Ukraine’s security chief Parubiy resigns
“I have submitted my resignation from the post of the National Security and Defense Council Secretary (NSDC),” Parubiy wrote on his Facebook page on Thursday.
However, he did not explain his reasons. “I consider it unacceptable to comment on the resignation during the war,” he wrote citing the crisis in southeastern Ukraine.
Regarding his future plans, he wrote that he will “continue dealing with the issues of providing assistance to the front, primarily to volunteer battalions.”
Poroshenko’s spokesman said on his Twitter account that Parubiy will “stay on the presidential team.”
The president accepted Parubiy’s resignation, speaking of it at a meeting with the heads of the NSDC departments on Thursday.
Poroshenko thanked the former security chief for his work “in the darkest days of the existence of our country,” and for taking decisions that helped the country “survive,” said the president’s statement on his website.
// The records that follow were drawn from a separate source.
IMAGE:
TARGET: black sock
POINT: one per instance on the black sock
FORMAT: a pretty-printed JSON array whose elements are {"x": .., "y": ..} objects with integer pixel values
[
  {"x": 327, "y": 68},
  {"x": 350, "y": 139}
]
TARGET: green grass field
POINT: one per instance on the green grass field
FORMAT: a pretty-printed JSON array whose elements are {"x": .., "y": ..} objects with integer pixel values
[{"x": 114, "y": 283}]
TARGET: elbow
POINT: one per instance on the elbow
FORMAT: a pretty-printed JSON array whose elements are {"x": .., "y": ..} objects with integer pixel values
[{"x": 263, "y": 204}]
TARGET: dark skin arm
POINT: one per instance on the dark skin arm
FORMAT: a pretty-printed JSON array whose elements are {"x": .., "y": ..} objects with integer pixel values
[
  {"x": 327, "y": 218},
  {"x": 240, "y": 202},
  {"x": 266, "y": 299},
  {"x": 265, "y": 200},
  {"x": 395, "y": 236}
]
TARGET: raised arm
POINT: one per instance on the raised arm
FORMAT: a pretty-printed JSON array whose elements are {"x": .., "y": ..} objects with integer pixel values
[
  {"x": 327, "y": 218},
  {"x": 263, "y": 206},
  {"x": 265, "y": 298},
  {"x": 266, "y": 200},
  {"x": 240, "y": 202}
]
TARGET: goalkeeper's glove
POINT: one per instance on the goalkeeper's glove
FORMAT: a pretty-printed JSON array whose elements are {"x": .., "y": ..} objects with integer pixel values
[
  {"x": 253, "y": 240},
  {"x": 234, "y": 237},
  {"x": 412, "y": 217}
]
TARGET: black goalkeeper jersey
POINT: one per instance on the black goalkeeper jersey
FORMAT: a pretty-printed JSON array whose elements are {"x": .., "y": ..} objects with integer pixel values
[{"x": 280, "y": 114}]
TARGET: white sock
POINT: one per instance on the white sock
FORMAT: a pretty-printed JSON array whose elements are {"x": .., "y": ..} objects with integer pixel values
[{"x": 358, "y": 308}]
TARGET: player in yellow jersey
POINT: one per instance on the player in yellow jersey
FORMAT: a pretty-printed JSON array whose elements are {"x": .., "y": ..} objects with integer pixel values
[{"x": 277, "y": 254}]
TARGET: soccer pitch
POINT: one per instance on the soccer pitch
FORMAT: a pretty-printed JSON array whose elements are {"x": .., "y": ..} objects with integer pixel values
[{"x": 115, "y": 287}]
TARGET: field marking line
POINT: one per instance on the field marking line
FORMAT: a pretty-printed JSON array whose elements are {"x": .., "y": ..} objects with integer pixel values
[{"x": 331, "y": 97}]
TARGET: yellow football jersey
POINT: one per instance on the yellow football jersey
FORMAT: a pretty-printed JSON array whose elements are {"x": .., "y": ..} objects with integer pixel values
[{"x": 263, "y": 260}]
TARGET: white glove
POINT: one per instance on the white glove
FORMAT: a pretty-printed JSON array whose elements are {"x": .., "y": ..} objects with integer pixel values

On Monday, reports appeared in Ukrainian media about Parubiy’s resignation. The Local Zn.ua website, citing its source, said that the security chief is due to resign due to diverging opinions with the country’s president. The media stated that Parubiy decided to resign after he was ordered to declare another ceasefire in Kiev’s military operation in the southeast of the country, but he refused to do so.
Parubiy was appointed secretary of the NSDC on February 27 by then acting President Aleksandr Turchinov, following the government coup in the country. The former security chief gained a reputation during the Maidan protests in Kiev – he was the commandant of Euromaidan self-defense from November last year.
Parubiy was also one of the initiators of the creation of the
country’s National Guard forces, which are currently involved in
Kiev’s punitive operation in the southeast. As Secretary of the
NSDC, Parubiy oversaw this military operation.
He has been a political activist since 1991, when he founded the Social-National Party of Ukraine together with Oleg Tyagnybok. The party promoted radical nationalism with neo-Nazi features, such as a "Wolfsangel” on its first logo. In 2004, the party changed its name to Svoboda (Freedom) and since then has been headed by Tyagnybok. It has been often characterized as far right. Parubiy co-led the Orange Revolution in 2004 and was rewarded for his contribution.